Where large quantities of U.S. components purchased from various sources are exported from various ports on a continuous basis, so that it is impractical to determine the specific price for each particular component, Customs may accept, for purposes of determining "the cost of the components when last purchased" under 19 CFR 10.17, a price application methodology which uses 1) an automated system based on the manufacturer's payment invoices and an average turnaround time for the particular part; or 2) a manual system based on the manufacturer's actual prices updated monthly or quarterly, and an average turnaround time, depending on the type of component involved.
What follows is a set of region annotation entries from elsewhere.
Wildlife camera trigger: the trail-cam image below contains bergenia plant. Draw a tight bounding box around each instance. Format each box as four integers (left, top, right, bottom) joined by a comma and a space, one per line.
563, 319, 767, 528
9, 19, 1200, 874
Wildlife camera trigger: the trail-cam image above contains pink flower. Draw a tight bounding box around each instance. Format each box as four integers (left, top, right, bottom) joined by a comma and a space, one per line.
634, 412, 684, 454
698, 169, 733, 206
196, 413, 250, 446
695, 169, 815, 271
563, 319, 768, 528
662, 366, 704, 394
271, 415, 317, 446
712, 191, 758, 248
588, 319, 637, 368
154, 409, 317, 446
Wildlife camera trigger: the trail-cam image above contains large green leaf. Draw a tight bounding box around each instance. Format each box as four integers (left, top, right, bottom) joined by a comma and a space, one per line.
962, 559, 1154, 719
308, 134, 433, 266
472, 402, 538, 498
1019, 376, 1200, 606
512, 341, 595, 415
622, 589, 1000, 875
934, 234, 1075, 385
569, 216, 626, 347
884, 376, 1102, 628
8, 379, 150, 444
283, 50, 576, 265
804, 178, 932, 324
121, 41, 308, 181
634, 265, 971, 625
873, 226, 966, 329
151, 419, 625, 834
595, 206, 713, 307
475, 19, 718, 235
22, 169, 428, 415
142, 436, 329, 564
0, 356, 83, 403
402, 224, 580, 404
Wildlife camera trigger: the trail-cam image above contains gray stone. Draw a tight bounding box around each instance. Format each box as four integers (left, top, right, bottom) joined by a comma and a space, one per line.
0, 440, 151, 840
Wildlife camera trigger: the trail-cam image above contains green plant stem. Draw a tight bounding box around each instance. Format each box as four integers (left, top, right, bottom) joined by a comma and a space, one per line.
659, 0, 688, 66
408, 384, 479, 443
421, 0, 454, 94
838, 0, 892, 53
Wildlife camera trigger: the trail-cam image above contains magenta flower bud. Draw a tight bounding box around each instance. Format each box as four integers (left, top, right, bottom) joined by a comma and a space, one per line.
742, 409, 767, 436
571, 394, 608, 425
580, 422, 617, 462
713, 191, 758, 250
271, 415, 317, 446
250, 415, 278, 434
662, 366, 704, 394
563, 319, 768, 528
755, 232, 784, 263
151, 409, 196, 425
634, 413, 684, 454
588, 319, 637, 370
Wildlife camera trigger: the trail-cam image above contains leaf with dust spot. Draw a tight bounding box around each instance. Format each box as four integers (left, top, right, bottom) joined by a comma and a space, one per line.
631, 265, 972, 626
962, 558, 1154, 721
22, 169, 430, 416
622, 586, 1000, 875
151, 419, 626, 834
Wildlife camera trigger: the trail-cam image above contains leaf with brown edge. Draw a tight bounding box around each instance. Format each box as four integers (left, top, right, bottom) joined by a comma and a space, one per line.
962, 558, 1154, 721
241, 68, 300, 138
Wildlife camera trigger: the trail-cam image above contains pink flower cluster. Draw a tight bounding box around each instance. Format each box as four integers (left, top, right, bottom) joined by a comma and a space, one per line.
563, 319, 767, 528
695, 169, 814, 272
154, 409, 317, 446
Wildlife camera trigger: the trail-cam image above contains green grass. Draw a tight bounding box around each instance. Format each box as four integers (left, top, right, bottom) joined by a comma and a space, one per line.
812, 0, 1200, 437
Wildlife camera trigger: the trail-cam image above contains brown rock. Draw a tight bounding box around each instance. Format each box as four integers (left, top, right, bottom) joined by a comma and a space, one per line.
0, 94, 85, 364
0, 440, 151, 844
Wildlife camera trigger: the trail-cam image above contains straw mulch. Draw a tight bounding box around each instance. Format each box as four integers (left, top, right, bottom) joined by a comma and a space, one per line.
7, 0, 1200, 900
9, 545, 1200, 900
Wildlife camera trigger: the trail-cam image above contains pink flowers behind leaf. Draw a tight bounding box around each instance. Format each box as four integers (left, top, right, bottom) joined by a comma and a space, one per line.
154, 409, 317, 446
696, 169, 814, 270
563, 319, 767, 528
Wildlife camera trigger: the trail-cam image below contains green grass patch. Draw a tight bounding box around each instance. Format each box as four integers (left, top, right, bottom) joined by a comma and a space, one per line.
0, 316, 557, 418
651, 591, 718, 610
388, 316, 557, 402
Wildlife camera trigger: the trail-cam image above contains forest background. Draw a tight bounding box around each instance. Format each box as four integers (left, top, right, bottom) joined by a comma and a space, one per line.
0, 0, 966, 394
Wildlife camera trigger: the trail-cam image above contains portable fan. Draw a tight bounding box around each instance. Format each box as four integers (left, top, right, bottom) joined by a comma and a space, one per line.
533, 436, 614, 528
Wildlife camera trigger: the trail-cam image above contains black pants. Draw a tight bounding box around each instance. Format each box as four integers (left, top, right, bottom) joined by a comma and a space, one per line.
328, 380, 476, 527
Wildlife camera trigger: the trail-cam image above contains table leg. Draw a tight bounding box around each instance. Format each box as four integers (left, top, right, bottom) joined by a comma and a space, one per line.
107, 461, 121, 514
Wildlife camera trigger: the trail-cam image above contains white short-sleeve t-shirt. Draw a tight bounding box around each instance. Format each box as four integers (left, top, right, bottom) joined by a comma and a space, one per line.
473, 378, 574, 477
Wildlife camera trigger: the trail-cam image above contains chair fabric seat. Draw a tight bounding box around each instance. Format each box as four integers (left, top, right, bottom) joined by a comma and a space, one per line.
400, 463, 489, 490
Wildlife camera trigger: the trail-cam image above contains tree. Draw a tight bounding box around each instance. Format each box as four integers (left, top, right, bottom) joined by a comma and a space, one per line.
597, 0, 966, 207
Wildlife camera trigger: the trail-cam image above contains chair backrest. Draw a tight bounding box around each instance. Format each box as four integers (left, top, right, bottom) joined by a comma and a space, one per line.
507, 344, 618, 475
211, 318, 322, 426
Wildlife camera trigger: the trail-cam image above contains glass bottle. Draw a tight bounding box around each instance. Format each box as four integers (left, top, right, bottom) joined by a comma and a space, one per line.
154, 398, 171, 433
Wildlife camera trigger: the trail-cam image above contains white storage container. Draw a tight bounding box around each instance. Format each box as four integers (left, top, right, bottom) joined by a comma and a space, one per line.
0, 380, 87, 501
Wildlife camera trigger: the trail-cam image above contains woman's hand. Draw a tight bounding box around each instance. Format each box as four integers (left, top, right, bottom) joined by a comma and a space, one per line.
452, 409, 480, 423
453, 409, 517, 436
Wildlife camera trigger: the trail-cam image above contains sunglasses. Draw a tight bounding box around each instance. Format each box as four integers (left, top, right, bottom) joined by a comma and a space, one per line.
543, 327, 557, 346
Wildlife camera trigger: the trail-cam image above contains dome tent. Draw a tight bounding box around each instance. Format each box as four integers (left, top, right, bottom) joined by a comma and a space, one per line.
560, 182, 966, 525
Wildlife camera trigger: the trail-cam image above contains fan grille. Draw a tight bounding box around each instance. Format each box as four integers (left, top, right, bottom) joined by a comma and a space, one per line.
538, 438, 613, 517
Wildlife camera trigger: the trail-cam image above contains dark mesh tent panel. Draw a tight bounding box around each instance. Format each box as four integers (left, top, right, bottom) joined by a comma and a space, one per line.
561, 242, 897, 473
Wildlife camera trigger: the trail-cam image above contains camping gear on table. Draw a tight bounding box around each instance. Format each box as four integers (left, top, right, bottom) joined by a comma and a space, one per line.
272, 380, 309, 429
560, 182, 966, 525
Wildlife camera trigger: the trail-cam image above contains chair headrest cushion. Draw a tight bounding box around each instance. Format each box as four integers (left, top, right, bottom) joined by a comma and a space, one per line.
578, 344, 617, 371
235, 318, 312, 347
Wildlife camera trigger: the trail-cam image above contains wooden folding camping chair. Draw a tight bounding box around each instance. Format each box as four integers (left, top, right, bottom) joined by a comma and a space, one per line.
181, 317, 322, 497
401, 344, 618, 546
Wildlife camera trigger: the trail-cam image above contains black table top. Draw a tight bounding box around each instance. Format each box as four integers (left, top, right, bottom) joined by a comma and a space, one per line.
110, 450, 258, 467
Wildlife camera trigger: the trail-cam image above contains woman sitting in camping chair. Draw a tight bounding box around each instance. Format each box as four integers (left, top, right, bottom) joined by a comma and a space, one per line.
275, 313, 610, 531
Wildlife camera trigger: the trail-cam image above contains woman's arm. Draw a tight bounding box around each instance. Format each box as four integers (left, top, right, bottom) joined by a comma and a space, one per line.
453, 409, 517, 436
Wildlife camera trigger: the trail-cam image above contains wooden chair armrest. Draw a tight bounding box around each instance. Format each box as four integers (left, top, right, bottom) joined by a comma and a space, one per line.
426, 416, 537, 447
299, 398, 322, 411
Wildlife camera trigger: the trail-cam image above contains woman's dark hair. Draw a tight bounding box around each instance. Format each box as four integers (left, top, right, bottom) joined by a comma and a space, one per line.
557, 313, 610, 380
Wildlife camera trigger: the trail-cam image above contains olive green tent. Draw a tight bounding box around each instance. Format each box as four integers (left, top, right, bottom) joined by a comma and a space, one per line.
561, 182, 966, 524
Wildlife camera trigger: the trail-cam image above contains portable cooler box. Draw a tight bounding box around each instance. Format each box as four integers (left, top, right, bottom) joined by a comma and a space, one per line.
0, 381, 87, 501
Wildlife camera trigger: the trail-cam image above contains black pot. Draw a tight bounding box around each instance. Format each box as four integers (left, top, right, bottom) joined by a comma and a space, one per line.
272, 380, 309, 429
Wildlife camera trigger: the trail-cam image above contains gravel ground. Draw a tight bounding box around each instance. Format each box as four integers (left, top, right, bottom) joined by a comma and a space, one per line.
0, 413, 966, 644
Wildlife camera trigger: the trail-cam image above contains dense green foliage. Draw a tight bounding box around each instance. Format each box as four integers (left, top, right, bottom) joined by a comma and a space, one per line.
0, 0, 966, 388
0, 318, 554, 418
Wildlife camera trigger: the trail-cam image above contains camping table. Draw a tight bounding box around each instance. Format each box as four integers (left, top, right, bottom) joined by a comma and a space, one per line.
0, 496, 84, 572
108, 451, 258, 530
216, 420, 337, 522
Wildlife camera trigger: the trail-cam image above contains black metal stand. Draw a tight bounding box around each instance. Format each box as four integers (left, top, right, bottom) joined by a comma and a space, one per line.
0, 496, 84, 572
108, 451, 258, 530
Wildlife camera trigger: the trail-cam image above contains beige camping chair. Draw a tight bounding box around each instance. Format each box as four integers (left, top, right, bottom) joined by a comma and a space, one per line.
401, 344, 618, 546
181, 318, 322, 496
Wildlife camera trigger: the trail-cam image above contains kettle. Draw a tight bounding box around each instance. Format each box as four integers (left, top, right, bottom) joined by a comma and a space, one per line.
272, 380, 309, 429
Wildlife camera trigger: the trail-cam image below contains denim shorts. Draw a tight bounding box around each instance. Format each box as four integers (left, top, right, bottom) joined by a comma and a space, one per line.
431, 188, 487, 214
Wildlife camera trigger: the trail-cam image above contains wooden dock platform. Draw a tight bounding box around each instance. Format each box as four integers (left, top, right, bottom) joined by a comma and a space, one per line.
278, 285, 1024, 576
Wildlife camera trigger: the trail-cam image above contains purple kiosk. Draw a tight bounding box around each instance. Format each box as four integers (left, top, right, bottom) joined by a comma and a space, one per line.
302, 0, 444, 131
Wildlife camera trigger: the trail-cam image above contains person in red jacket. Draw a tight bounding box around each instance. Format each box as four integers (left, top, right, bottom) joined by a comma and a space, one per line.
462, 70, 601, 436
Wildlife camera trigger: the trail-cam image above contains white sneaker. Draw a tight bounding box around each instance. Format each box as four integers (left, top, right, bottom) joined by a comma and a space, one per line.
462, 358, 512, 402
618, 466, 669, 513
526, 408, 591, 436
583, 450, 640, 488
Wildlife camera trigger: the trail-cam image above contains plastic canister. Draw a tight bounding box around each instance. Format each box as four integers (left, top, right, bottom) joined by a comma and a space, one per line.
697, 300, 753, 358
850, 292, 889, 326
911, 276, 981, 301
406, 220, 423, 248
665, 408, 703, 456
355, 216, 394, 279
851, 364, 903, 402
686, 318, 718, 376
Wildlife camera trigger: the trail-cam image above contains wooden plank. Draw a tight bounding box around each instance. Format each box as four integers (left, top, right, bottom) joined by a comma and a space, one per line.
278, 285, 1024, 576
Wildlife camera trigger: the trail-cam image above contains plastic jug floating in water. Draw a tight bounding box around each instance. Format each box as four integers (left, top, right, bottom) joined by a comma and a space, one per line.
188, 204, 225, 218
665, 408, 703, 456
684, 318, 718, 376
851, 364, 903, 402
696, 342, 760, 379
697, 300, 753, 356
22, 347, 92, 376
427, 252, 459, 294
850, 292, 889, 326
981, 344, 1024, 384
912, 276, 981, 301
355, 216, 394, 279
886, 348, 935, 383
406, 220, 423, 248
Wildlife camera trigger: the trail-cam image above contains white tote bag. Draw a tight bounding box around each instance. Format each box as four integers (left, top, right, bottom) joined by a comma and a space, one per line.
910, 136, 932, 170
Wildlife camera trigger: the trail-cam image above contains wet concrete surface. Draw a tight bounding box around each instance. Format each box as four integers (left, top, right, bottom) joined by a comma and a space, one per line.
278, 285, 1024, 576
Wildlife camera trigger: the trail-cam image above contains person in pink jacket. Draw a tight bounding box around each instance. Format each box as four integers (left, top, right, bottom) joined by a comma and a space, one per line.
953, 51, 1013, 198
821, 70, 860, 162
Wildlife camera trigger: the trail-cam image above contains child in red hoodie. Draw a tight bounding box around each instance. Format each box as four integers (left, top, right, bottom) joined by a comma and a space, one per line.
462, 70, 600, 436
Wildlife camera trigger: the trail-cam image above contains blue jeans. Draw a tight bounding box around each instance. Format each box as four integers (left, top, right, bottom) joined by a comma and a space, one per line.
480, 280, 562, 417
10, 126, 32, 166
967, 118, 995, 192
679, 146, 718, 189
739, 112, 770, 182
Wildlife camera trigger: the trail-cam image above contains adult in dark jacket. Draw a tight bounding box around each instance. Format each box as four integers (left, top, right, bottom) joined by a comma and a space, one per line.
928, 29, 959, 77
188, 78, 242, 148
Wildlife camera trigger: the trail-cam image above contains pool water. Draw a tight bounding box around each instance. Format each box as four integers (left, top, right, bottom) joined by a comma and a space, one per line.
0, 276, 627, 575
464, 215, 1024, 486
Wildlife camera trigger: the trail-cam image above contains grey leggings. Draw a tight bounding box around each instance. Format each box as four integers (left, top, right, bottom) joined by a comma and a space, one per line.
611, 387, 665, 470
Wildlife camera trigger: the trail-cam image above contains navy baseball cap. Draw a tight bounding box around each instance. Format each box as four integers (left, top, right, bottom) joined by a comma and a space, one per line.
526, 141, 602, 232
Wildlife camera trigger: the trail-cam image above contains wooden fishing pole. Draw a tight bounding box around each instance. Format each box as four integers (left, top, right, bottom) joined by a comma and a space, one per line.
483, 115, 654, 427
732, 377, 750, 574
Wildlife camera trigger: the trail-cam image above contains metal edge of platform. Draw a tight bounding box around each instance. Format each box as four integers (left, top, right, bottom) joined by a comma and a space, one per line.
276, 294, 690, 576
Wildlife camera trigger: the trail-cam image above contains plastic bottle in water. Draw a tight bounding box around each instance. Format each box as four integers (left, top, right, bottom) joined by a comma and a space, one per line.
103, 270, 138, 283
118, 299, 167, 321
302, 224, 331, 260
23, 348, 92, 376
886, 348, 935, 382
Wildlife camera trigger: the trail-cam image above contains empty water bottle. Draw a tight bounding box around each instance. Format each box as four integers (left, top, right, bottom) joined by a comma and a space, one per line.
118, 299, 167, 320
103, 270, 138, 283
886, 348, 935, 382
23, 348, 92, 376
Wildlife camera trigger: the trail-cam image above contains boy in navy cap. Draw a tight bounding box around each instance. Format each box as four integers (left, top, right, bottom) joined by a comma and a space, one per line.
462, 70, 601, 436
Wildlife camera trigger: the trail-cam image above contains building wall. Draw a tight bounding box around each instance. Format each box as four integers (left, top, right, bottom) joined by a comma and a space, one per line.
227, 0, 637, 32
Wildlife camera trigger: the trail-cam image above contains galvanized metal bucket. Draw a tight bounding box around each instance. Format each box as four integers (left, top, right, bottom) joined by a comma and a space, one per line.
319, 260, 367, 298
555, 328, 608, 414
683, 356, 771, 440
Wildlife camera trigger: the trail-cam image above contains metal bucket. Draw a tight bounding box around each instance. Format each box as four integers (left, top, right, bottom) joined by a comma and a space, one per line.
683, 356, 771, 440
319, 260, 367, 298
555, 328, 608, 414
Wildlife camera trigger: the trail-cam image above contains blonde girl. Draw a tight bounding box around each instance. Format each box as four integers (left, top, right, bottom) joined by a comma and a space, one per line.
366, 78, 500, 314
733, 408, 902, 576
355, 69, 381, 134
The systems to be employed will be subject to verification by the Office of Regulatory Audit, or other Customs office, to ensure that actual prices are being utilized, that such prices are being updated in a timely manner, and that turnaround times are appropriate for specific components. It is further noted that any claim under subheading 9802.00.80, HTSUS, in addition to satisfying the eligibility requirements of the statute, must also satisfy the
documentary requirements of 19 CFR 10.24, before a determination is made as to cost or value under 19 CFR 10.17.